Epstein-Barr virus (EBV) is a human tumour virus that establishes long-term latent infection as a chromatinized episome14. During latent infection, EBV expresses a limited number of viral genes essential for viral genome persistence and host cell survival. The establishment of latency requires viral tegument proteins that are delivered with the viral DNA17. BNRF1 is an EBV-encoded tegument protein that is essential for transcription of viral genes during the earliest stages of viral infection18,19. BNRF1 is a member of a family of proteins with homology to the FGARAT enzyme involved in the de novo purine nucleotide biosynthesis14. Previously, we found that BNRF1 binds to DAXX to promote selective viral gene expression18,19. We now report the structural basis of how BNRF1 interacts with DAXX in a stable quaternary complex with histones H3.3 and H4. BNRF1 DAXX-interaction domain (DID) uses four extended loop domains not conserved in its cellular or viral orthologs, to contact all the components including DAXX histone-binding domain (HBD), H3.3 and H4 of the complex. We further show that the BNRF1-DAXX interface is responsible for BNRF1 localization to PML-nuclear bodies that are involved in host-antiviral resistance and transcriptional repression, and is also required for the selective transcription activation of viral latent cycle genes required for driving B-cell proliferation. These data reveal how the virus protein BNRF1 hijacks the cellular antiviral histone chaperone DAXX to promote viral latency and cellular immortalization.
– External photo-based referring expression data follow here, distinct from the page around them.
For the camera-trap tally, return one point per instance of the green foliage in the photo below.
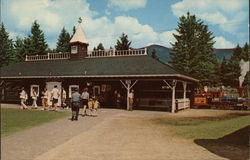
(14, 120)
(35, 43)
(63, 41)
(204, 128)
(6, 50)
(154, 54)
(19, 49)
(100, 47)
(193, 50)
(231, 72)
(123, 43)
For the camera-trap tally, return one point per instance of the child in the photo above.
(90, 105)
(96, 104)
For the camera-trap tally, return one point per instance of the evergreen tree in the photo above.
(193, 50)
(19, 49)
(100, 47)
(35, 43)
(63, 41)
(154, 54)
(123, 43)
(233, 73)
(6, 49)
(74, 31)
(245, 53)
(223, 71)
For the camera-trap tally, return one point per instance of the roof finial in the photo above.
(79, 20)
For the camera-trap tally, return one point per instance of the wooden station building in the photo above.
(156, 85)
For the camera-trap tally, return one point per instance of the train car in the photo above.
(216, 100)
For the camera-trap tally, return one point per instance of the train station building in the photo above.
(156, 85)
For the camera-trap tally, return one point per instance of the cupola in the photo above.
(79, 44)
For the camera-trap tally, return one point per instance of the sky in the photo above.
(145, 22)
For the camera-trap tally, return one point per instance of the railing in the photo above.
(90, 54)
(49, 56)
(116, 53)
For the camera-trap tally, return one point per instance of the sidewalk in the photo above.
(28, 144)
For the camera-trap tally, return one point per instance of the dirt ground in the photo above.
(113, 135)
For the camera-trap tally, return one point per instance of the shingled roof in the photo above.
(79, 36)
(130, 66)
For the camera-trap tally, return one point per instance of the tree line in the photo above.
(192, 53)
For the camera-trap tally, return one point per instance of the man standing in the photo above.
(85, 99)
(131, 100)
(64, 96)
(75, 101)
(23, 95)
(55, 96)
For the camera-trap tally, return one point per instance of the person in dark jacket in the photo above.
(75, 101)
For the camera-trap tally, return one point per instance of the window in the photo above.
(73, 49)
(72, 88)
(36, 87)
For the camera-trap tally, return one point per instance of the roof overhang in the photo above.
(108, 76)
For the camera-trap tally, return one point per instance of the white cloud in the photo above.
(221, 42)
(126, 5)
(167, 38)
(228, 14)
(51, 15)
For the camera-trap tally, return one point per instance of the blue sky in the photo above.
(144, 21)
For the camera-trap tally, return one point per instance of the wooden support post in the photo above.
(174, 82)
(128, 86)
(184, 92)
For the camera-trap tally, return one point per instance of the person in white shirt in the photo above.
(131, 100)
(45, 97)
(55, 94)
(23, 97)
(34, 97)
(64, 96)
(85, 99)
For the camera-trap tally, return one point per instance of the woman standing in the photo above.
(34, 97)
(45, 96)
(23, 99)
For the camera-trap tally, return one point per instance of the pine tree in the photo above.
(223, 70)
(35, 43)
(6, 49)
(245, 53)
(154, 54)
(233, 73)
(19, 49)
(63, 41)
(193, 50)
(123, 43)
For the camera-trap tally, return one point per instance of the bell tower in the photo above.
(79, 44)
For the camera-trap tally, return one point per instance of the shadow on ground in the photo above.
(233, 146)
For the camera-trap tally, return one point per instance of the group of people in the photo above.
(91, 102)
(47, 96)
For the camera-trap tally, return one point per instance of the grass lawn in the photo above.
(205, 127)
(14, 120)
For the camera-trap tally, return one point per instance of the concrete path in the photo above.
(113, 135)
(30, 143)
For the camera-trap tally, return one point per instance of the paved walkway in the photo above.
(28, 144)
(113, 135)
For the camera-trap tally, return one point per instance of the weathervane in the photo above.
(79, 20)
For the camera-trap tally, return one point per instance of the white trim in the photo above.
(70, 89)
(31, 88)
(107, 76)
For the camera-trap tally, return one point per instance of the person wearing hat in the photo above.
(23, 96)
(90, 106)
(85, 99)
(75, 101)
(96, 105)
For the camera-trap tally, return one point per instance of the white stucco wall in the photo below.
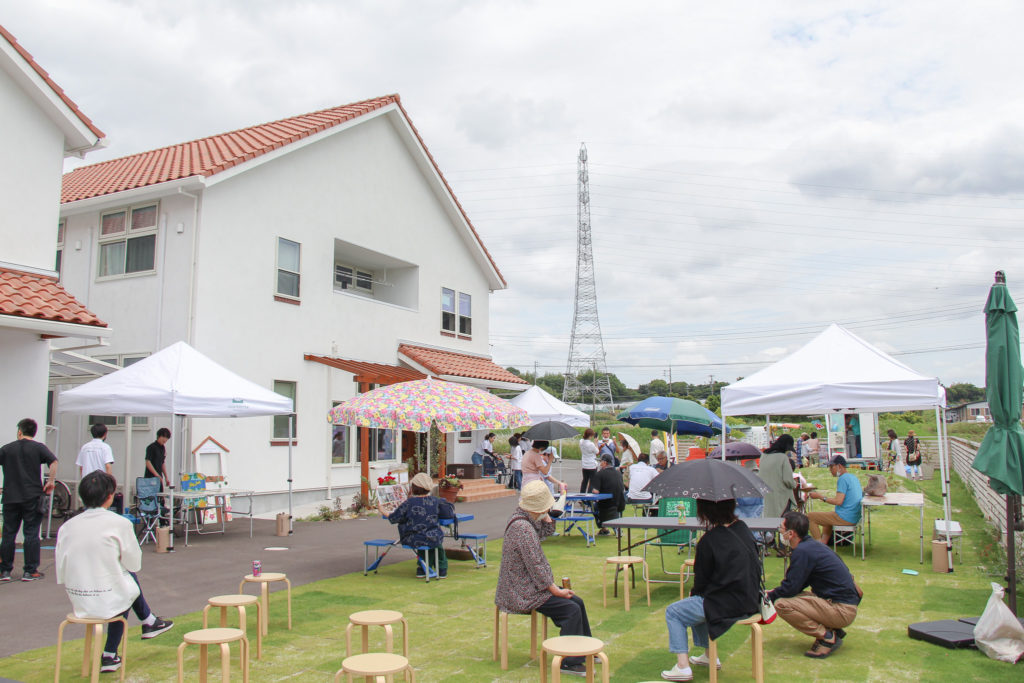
(24, 367)
(30, 180)
(359, 185)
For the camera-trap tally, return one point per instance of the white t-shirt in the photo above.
(94, 456)
(588, 454)
(516, 458)
(640, 476)
(94, 553)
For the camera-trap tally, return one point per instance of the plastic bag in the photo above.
(997, 633)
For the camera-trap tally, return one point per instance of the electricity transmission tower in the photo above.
(586, 345)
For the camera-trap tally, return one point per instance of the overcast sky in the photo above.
(758, 170)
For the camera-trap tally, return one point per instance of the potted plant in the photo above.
(449, 487)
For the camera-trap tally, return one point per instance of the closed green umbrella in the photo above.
(1001, 453)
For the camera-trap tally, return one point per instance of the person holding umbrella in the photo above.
(726, 587)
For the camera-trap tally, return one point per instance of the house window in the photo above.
(59, 259)
(465, 314)
(448, 309)
(339, 441)
(123, 360)
(128, 241)
(348, 278)
(381, 444)
(288, 267)
(281, 421)
(457, 319)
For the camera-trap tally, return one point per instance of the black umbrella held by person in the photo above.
(708, 479)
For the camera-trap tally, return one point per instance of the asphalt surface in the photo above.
(180, 583)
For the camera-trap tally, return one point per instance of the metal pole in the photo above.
(1011, 554)
(291, 434)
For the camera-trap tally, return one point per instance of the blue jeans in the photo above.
(686, 612)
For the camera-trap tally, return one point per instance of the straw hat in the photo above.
(423, 480)
(536, 497)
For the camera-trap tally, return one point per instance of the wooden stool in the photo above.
(574, 646)
(206, 637)
(371, 617)
(621, 562)
(241, 602)
(685, 571)
(93, 650)
(501, 634)
(757, 649)
(373, 665)
(264, 580)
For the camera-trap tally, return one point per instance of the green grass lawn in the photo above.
(451, 621)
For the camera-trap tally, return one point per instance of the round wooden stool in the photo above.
(264, 581)
(240, 602)
(93, 650)
(621, 562)
(501, 634)
(371, 617)
(206, 637)
(572, 646)
(375, 664)
(757, 649)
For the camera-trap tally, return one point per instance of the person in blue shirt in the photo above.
(830, 605)
(847, 502)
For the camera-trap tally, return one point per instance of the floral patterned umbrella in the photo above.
(414, 406)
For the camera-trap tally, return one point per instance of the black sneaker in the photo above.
(109, 664)
(573, 669)
(158, 628)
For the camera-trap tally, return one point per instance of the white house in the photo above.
(42, 127)
(317, 255)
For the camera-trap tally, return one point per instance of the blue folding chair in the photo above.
(147, 507)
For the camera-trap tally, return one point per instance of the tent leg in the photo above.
(291, 433)
(946, 509)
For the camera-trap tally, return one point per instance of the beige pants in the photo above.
(824, 520)
(813, 615)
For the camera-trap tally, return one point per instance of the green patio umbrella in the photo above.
(1001, 453)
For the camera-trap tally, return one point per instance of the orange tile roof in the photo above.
(42, 297)
(53, 86)
(460, 365)
(375, 373)
(218, 153)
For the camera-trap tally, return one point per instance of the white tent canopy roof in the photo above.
(837, 372)
(177, 380)
(543, 407)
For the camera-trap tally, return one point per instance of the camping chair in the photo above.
(677, 540)
(147, 506)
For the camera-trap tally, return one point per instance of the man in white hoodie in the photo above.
(97, 556)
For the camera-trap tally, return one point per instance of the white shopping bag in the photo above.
(997, 633)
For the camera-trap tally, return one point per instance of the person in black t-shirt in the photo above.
(23, 487)
(156, 456)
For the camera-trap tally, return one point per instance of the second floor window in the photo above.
(128, 241)
(288, 267)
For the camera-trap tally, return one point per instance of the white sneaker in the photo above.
(677, 674)
(701, 660)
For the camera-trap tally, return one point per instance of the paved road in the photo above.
(180, 582)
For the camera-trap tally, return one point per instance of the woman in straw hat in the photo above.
(418, 526)
(525, 582)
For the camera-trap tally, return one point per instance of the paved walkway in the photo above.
(179, 583)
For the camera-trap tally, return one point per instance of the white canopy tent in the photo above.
(181, 382)
(543, 408)
(839, 372)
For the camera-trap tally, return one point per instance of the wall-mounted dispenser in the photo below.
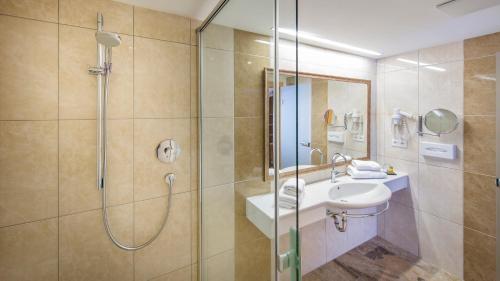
(399, 125)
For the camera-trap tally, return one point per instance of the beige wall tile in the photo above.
(28, 51)
(159, 25)
(218, 220)
(218, 166)
(249, 85)
(162, 72)
(77, 170)
(85, 251)
(77, 90)
(218, 94)
(28, 169)
(479, 144)
(172, 249)
(479, 203)
(479, 86)
(486, 45)
(149, 172)
(252, 43)
(253, 260)
(29, 251)
(249, 148)
(118, 17)
(479, 256)
(45, 10)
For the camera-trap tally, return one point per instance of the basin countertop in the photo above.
(260, 208)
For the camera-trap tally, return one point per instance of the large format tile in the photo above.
(441, 192)
(28, 169)
(149, 172)
(480, 203)
(479, 144)
(172, 249)
(85, 251)
(78, 89)
(486, 45)
(161, 72)
(29, 251)
(77, 170)
(28, 51)
(118, 17)
(218, 94)
(249, 85)
(480, 86)
(479, 256)
(160, 25)
(249, 148)
(45, 10)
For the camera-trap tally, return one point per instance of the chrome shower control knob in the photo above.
(168, 151)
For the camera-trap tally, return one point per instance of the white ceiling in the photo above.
(386, 26)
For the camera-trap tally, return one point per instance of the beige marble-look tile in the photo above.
(401, 227)
(441, 242)
(218, 220)
(479, 256)
(442, 53)
(77, 89)
(118, 17)
(481, 46)
(441, 192)
(218, 166)
(162, 85)
(249, 85)
(149, 172)
(77, 169)
(45, 10)
(479, 203)
(218, 37)
(218, 89)
(172, 249)
(441, 86)
(29, 251)
(28, 169)
(252, 43)
(86, 252)
(28, 51)
(183, 274)
(479, 144)
(249, 148)
(160, 25)
(480, 86)
(253, 260)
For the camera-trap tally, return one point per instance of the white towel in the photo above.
(366, 165)
(291, 186)
(357, 174)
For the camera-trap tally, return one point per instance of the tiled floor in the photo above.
(378, 259)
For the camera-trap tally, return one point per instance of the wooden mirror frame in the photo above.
(267, 71)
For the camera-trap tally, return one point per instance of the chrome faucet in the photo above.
(335, 173)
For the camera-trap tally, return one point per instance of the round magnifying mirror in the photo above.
(441, 121)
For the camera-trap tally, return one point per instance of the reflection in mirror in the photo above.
(333, 117)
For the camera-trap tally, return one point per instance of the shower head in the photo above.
(108, 39)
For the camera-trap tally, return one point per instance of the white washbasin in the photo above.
(358, 195)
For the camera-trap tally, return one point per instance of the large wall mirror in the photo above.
(334, 116)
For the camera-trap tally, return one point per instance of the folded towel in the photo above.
(357, 174)
(366, 165)
(291, 186)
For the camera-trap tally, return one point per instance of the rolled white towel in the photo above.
(291, 186)
(357, 174)
(366, 165)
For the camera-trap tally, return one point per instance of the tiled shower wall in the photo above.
(50, 218)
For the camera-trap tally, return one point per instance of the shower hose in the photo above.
(169, 179)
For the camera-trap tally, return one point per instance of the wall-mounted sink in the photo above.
(358, 195)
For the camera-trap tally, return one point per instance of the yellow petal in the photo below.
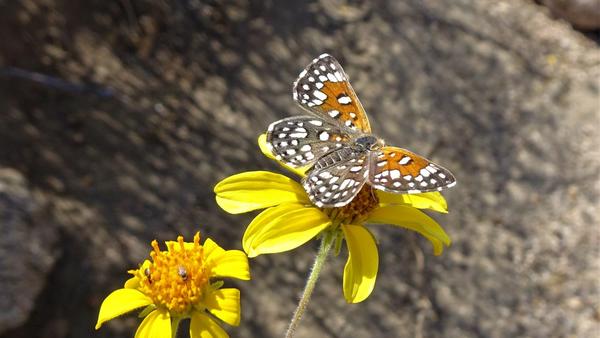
(120, 302)
(202, 326)
(156, 325)
(283, 228)
(412, 219)
(428, 200)
(264, 148)
(225, 305)
(253, 190)
(226, 263)
(360, 271)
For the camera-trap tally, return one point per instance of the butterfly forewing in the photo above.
(399, 170)
(324, 90)
(300, 141)
(336, 178)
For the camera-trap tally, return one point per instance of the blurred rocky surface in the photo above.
(26, 248)
(583, 14)
(157, 101)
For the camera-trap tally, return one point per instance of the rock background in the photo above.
(150, 103)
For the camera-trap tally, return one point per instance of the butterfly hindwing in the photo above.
(401, 171)
(301, 141)
(323, 89)
(336, 178)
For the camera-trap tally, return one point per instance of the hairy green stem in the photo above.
(326, 242)
(175, 326)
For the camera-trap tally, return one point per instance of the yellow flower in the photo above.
(178, 284)
(290, 220)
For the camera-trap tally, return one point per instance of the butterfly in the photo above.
(337, 145)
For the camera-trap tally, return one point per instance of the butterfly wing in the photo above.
(324, 90)
(301, 140)
(336, 178)
(401, 171)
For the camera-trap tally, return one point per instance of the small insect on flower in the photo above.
(179, 283)
(336, 143)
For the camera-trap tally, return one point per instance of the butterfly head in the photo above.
(369, 142)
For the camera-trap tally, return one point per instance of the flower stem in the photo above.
(326, 242)
(175, 326)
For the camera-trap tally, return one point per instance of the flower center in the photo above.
(363, 203)
(177, 278)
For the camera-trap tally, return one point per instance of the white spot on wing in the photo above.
(324, 136)
(344, 99)
(404, 160)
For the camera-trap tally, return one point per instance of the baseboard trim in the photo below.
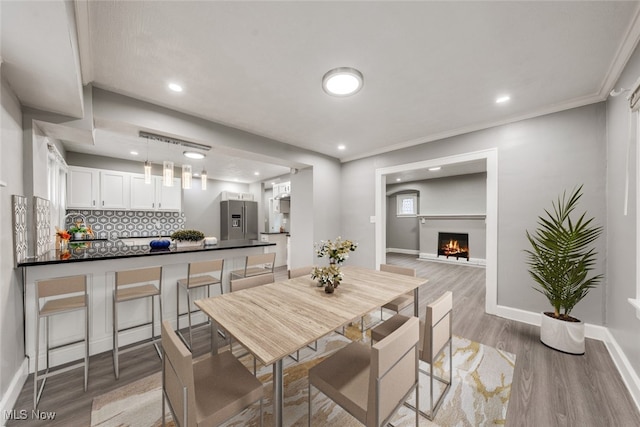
(10, 398)
(629, 375)
(601, 333)
(404, 251)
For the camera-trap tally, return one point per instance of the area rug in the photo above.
(479, 394)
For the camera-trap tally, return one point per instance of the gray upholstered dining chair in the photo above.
(435, 337)
(371, 383)
(207, 391)
(199, 274)
(402, 301)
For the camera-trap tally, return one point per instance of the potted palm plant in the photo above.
(560, 261)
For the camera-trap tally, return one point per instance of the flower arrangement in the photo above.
(337, 251)
(62, 234)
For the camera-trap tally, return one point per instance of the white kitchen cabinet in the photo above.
(83, 188)
(114, 190)
(169, 198)
(90, 188)
(155, 196)
(282, 189)
(143, 196)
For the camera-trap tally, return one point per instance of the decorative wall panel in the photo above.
(20, 243)
(42, 220)
(110, 224)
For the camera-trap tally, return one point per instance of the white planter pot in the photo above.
(560, 335)
(188, 243)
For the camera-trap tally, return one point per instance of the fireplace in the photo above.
(453, 245)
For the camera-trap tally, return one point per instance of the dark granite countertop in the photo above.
(112, 249)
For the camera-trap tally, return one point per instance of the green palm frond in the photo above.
(560, 258)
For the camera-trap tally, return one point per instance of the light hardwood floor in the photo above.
(549, 388)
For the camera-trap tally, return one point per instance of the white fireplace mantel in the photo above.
(452, 216)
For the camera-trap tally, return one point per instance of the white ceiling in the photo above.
(431, 69)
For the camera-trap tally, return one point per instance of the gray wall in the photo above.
(462, 194)
(11, 172)
(622, 231)
(537, 159)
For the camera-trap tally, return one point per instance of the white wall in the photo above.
(622, 265)
(537, 160)
(11, 173)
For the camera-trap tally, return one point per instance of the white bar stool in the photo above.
(131, 285)
(199, 274)
(62, 295)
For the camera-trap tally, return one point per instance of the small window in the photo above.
(407, 204)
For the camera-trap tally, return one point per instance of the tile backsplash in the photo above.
(111, 224)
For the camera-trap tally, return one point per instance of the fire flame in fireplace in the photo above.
(452, 248)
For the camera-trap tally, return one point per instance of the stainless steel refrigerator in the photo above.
(238, 220)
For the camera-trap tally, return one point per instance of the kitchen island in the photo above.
(99, 260)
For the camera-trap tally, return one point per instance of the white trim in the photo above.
(636, 304)
(10, 398)
(404, 251)
(491, 157)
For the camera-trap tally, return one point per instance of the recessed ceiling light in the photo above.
(343, 81)
(175, 87)
(193, 155)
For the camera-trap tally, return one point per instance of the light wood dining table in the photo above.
(272, 321)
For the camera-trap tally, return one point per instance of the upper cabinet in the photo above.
(114, 190)
(83, 188)
(102, 189)
(281, 190)
(155, 196)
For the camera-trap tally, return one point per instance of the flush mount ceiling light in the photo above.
(193, 155)
(186, 177)
(343, 81)
(175, 87)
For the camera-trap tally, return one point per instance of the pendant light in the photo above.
(186, 177)
(203, 179)
(147, 167)
(167, 173)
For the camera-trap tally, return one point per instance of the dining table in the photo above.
(275, 320)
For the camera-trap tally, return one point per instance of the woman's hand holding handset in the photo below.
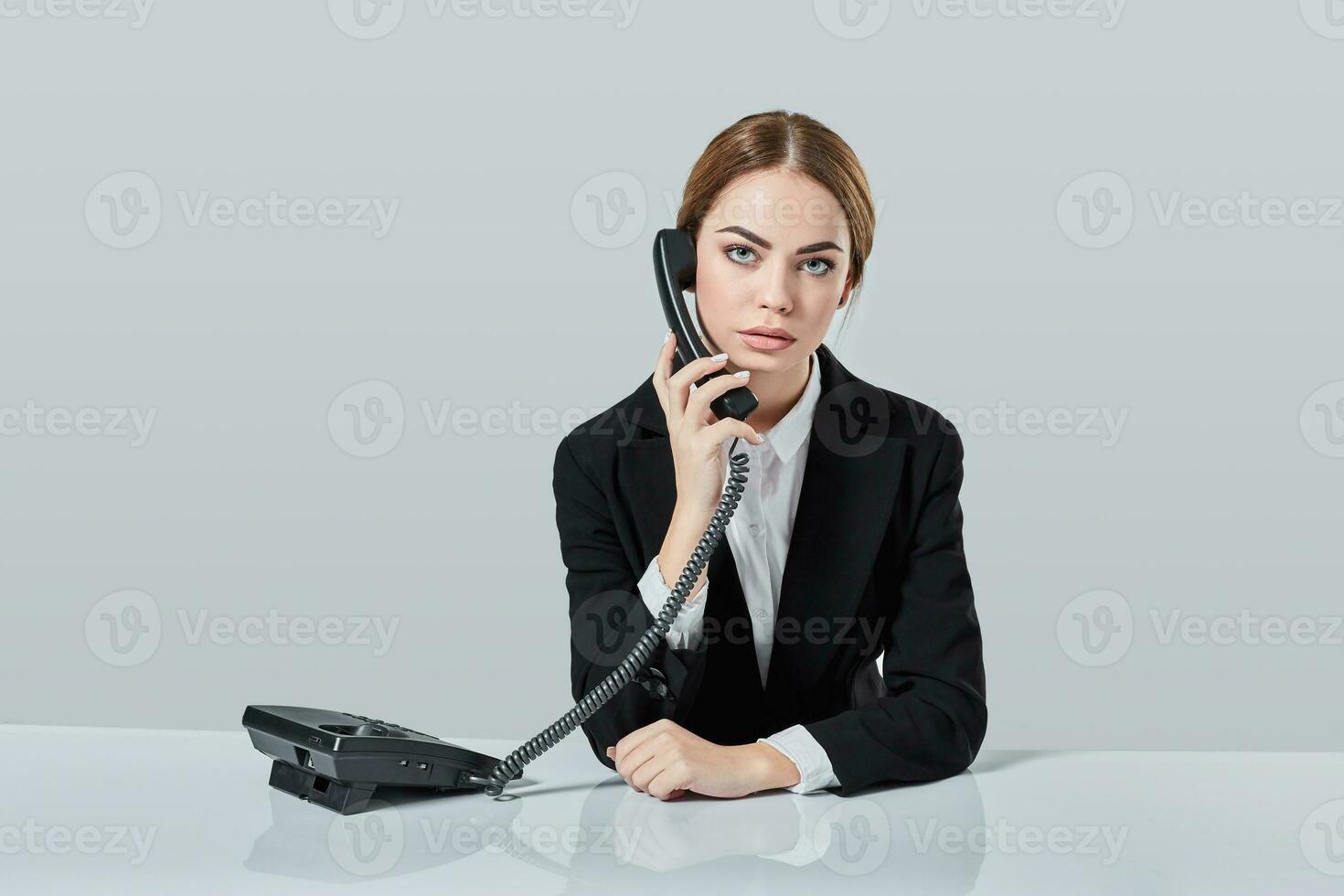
(697, 437)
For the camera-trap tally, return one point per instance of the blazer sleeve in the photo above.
(608, 615)
(932, 718)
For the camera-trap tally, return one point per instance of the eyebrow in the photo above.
(765, 243)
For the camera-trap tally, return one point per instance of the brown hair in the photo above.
(792, 142)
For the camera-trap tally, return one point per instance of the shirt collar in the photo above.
(786, 437)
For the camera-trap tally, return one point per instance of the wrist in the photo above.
(771, 767)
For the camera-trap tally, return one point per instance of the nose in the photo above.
(774, 293)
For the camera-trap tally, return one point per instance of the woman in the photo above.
(847, 541)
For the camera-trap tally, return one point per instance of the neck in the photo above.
(775, 392)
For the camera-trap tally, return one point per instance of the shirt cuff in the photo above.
(811, 758)
(689, 623)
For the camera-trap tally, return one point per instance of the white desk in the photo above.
(146, 812)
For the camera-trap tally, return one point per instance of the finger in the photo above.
(725, 430)
(636, 767)
(666, 784)
(698, 406)
(648, 770)
(679, 384)
(663, 368)
(629, 741)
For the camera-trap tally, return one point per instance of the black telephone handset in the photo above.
(674, 269)
(326, 759)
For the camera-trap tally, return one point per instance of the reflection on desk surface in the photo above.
(167, 810)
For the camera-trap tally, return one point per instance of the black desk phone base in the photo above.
(337, 761)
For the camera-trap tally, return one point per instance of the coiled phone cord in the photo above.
(511, 766)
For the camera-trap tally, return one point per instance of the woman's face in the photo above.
(772, 252)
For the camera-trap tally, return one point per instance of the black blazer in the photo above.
(875, 566)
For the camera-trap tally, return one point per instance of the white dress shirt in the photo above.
(758, 535)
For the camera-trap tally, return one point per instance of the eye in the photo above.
(826, 271)
(826, 266)
(738, 248)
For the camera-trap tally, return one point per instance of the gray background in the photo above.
(494, 286)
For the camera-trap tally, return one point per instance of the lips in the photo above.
(766, 338)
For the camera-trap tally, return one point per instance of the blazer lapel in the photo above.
(848, 491)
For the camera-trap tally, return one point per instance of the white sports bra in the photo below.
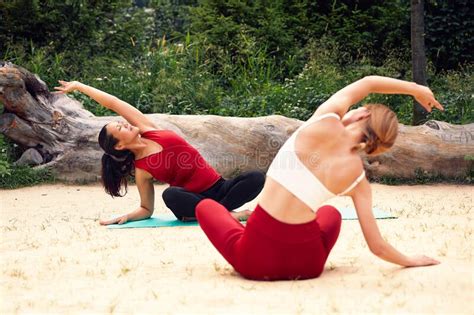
(291, 173)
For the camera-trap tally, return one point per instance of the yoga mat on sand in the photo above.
(162, 220)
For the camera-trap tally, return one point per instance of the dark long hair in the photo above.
(117, 165)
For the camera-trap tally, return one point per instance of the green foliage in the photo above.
(25, 176)
(449, 32)
(12, 176)
(232, 57)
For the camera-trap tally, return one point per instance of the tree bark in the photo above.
(65, 134)
(418, 54)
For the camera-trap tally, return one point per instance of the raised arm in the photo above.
(362, 198)
(147, 200)
(127, 111)
(343, 99)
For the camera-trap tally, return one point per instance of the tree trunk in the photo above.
(65, 135)
(418, 55)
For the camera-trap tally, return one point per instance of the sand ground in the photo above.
(56, 258)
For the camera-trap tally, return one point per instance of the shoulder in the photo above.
(322, 127)
(149, 129)
(142, 175)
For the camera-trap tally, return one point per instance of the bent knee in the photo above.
(204, 206)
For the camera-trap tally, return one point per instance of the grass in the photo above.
(185, 78)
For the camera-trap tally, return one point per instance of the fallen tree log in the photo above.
(65, 136)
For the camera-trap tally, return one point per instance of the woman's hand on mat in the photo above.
(421, 260)
(66, 87)
(120, 220)
(425, 97)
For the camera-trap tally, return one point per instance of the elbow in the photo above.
(377, 248)
(369, 81)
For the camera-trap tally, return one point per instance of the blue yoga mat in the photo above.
(163, 220)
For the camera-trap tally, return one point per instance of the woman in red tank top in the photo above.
(138, 146)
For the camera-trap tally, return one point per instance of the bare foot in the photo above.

Structure of BRNF1 DID—DAXX HBD—H3.3-H4 complex
BNRF1 is a member of a family of γ-herpesvirus tegument proteins that share significant homology in their C-terminal domains to the cellular purine biosynthesis enzyme FGARAT (FGARAT) (Fig. 1a). The N-terminal domains of this family have acquired distinct capacities to bind various components of the host antiviral machinery, including SP100, DAXX and RIG-I (ref. 20). BNRF1 is unique among these viral proteins for its capacity to bind DAXX through an N-terminal subdomain, termed the DID (aa 360–600) (Fig. 1a)18,19. On the basis of earlier findings by our groups and others revealing the structure of the ternary complex of the HBD of chaperone DAXX bound to the histone H3.3-H4 dimer21,22, and biochemical evidence for quaternary complex formation between this ternary complex and the DID of BNRF1 (refs 18, 19), we had successfully reconstituted and crystallized the quaternary complex of the BNRF1 DID (fragment 381–599; Fig. 1a) with the chaperone DAXX HBD and H3.3-H4 dimer. The structure of the quaternary complex shows that the BNRF1 DID folds into a globular α/β domain and is positioned on top of the DAXX HBD—H3.3-H4 complex (Fig. 1b,c) with X-ray structural statistics listed in Table 1 and a portion of the electron density map shown in Supplementary Fig. 1a.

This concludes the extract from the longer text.